Cross-border collaboration, often escalated to government level, is at the forefront of striving for synergies with peer tax authorities like the Zimbabwe Revenue Authority (Zimra), the SA Revenue Service (Sars) has said in response to congestion at the Beitbridge border.
Answering a series of questions sent through about the situation at the border, blocked up by what appears to be a disconnect of recognised efficiencies on one side scuppered by outdated processes on the other, Sars head of customs border operations, ports of entry and customs compliance, Beyers Theron, said “we are working closely with Zimra at port and national level.

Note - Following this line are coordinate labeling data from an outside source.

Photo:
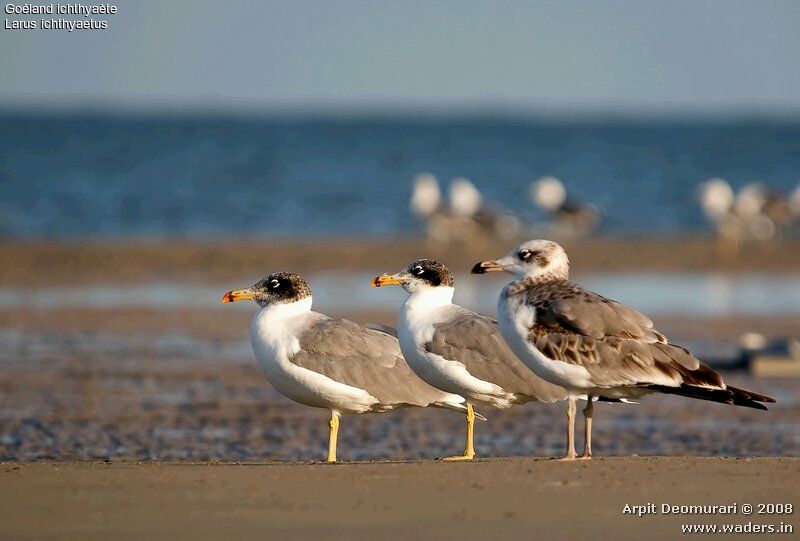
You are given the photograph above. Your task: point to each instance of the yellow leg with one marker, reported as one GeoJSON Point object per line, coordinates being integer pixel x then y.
{"type": "Point", "coordinates": [334, 436]}
{"type": "Point", "coordinates": [571, 455]}
{"type": "Point", "coordinates": [469, 449]}
{"type": "Point", "coordinates": [587, 446]}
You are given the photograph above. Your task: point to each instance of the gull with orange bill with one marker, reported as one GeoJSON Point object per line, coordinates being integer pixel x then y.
{"type": "Point", "coordinates": [591, 345]}
{"type": "Point", "coordinates": [457, 350]}
{"type": "Point", "coordinates": [330, 363]}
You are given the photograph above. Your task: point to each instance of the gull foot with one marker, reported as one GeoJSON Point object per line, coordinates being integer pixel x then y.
{"type": "Point", "coordinates": [458, 458]}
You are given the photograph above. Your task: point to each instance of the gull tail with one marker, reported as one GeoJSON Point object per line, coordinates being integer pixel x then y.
{"type": "Point", "coordinates": [730, 395]}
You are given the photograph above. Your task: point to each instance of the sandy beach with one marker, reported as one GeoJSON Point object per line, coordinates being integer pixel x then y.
{"type": "Point", "coordinates": [491, 499]}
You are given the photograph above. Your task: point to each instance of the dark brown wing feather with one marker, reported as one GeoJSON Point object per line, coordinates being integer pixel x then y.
{"type": "Point", "coordinates": [615, 343]}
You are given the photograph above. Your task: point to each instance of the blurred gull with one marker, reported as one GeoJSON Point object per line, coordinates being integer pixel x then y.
{"type": "Point", "coordinates": [466, 218]}
{"type": "Point", "coordinates": [480, 220]}
{"type": "Point", "coordinates": [570, 217]}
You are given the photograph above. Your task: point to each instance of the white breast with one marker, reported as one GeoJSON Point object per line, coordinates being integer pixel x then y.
{"type": "Point", "coordinates": [515, 319]}
{"type": "Point", "coordinates": [275, 341]}
{"type": "Point", "coordinates": [415, 328]}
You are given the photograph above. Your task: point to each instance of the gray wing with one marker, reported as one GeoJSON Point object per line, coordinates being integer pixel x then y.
{"type": "Point", "coordinates": [365, 358]}
{"type": "Point", "coordinates": [615, 343]}
{"type": "Point", "coordinates": [474, 340]}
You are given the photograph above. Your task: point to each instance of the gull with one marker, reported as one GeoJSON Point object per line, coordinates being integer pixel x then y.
{"type": "Point", "coordinates": [592, 345]}
{"type": "Point", "coordinates": [572, 217]}
{"type": "Point", "coordinates": [474, 218]}
{"type": "Point", "coordinates": [330, 363]}
{"type": "Point", "coordinates": [457, 350]}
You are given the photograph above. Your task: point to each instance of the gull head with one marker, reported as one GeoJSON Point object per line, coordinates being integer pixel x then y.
{"type": "Point", "coordinates": [541, 260]}
{"type": "Point", "coordinates": [548, 193]}
{"type": "Point", "coordinates": [276, 288]}
{"type": "Point", "coordinates": [420, 275]}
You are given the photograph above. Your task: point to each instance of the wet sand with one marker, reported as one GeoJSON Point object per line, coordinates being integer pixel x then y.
{"type": "Point", "coordinates": [214, 262]}
{"type": "Point", "coordinates": [493, 499]}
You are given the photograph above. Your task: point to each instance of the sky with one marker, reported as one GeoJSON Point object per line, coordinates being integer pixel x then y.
{"type": "Point", "coordinates": [629, 55]}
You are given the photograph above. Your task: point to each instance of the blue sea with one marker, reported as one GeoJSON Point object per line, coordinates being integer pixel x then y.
{"type": "Point", "coordinates": [140, 176]}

“This is not only on the current issues of congestion, but also on the manner in which we can share data, streamline processes, apply pre-arrival risk assessment, and optimise trade facilitation for legitimate trade,” he said.

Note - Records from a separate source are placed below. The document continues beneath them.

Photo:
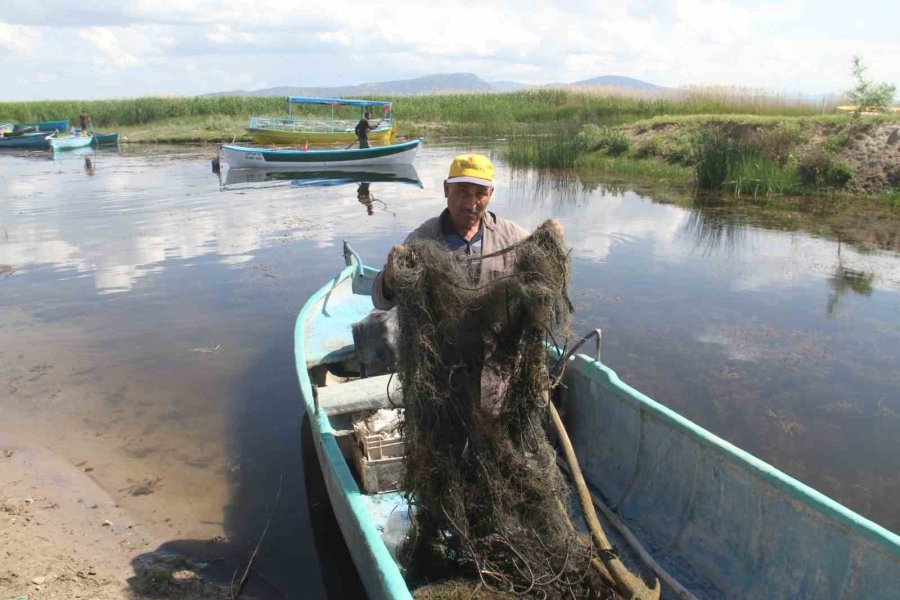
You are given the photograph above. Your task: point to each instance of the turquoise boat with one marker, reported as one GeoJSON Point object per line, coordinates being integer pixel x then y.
{"type": "Point", "coordinates": [712, 520]}
{"type": "Point", "coordinates": [324, 177]}
{"type": "Point", "coordinates": [106, 139]}
{"type": "Point", "coordinates": [34, 140]}
{"type": "Point", "coordinates": [68, 142]}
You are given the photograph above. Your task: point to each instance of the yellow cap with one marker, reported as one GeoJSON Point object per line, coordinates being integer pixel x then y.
{"type": "Point", "coordinates": [471, 168]}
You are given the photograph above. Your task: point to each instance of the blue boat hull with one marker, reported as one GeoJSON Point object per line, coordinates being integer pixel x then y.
{"type": "Point", "coordinates": [719, 522]}
{"type": "Point", "coordinates": [50, 126]}
{"type": "Point", "coordinates": [28, 140]}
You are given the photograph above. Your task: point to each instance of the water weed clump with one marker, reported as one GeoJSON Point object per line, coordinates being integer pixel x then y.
{"type": "Point", "coordinates": [545, 151]}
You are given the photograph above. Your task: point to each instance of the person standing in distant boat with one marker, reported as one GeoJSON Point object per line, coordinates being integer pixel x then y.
{"type": "Point", "coordinates": [86, 124]}
{"type": "Point", "coordinates": [362, 130]}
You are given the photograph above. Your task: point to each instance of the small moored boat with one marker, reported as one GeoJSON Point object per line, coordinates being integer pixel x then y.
{"type": "Point", "coordinates": [106, 139]}
{"type": "Point", "coordinates": [256, 158]}
{"type": "Point", "coordinates": [69, 142]}
{"type": "Point", "coordinates": [716, 521]}
{"type": "Point", "coordinates": [34, 139]}
{"type": "Point", "coordinates": [324, 177]}
{"type": "Point", "coordinates": [50, 126]}
{"type": "Point", "coordinates": [328, 127]}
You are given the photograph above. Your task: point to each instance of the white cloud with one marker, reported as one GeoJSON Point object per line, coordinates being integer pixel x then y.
{"type": "Point", "coordinates": [108, 47]}
{"type": "Point", "coordinates": [17, 40]}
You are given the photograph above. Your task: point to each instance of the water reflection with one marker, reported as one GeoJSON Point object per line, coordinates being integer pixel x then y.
{"type": "Point", "coordinates": [846, 280]}
{"type": "Point", "coordinates": [324, 177]}
{"type": "Point", "coordinates": [713, 229]}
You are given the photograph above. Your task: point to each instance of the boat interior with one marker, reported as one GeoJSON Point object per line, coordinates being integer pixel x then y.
{"type": "Point", "coordinates": [708, 519]}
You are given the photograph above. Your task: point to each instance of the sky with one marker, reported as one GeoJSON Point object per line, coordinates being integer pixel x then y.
{"type": "Point", "coordinates": [55, 49]}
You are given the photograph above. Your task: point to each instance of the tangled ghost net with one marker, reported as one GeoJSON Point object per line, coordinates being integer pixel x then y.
{"type": "Point", "coordinates": [489, 499]}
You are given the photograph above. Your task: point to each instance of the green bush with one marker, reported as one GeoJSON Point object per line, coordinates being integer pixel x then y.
{"type": "Point", "coordinates": [820, 169]}
{"type": "Point", "coordinates": [714, 153]}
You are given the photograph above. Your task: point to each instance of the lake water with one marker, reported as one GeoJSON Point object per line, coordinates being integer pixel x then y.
{"type": "Point", "coordinates": [147, 314]}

In the most recent case of successful engagement with Zimra, a high-level meeting resulted in forging ahead with a recommendation by a Musina-based clearing agent that a second exit gate be used on the Zim side of the Limpopo River.
Although it’s too soon to tell, transporters reacted with immediate optimism that the measure would result in speedier truck movement – a recognised challenge at a border whose physical infrastructure seems out of kilter with demand when traffic volumes spike.
Theron added: “As recently as this past weekend, we have been collaborating with Zimra’s commissioner on solutions to current issues.”
In addition, a customs connectivity project is currently under way to establish single cross-border declaration through the Southern African Customs Union.
“We are sharing our experiences in this regard within the context of Southern African Development Community customs administrations, as well as the African Union, in order to improve the achievement of the African Continental Free Trade Area objectives.”
Theron’s comments should also be seen in light of a post yesterday in which Freight News reported that Sars had made it clear that it was not responsible for efficiencies outside the control zone at Beitbridge.
What was meant is that Sars could not be held responsible for the physical restrictions currently experienced at Beitbridge, an infrastructural concern some say dates back to Apartheid-era usage when traffic through the border was nowhere near what it is today.
The reason for Sars’ dissatisfaction with what was posted yesterday seems clear from the interventions it has instituted with the likes of Zimra to improve clearing.
It remains to be seen though whether efforts outside the control zone will result in enduring synergies.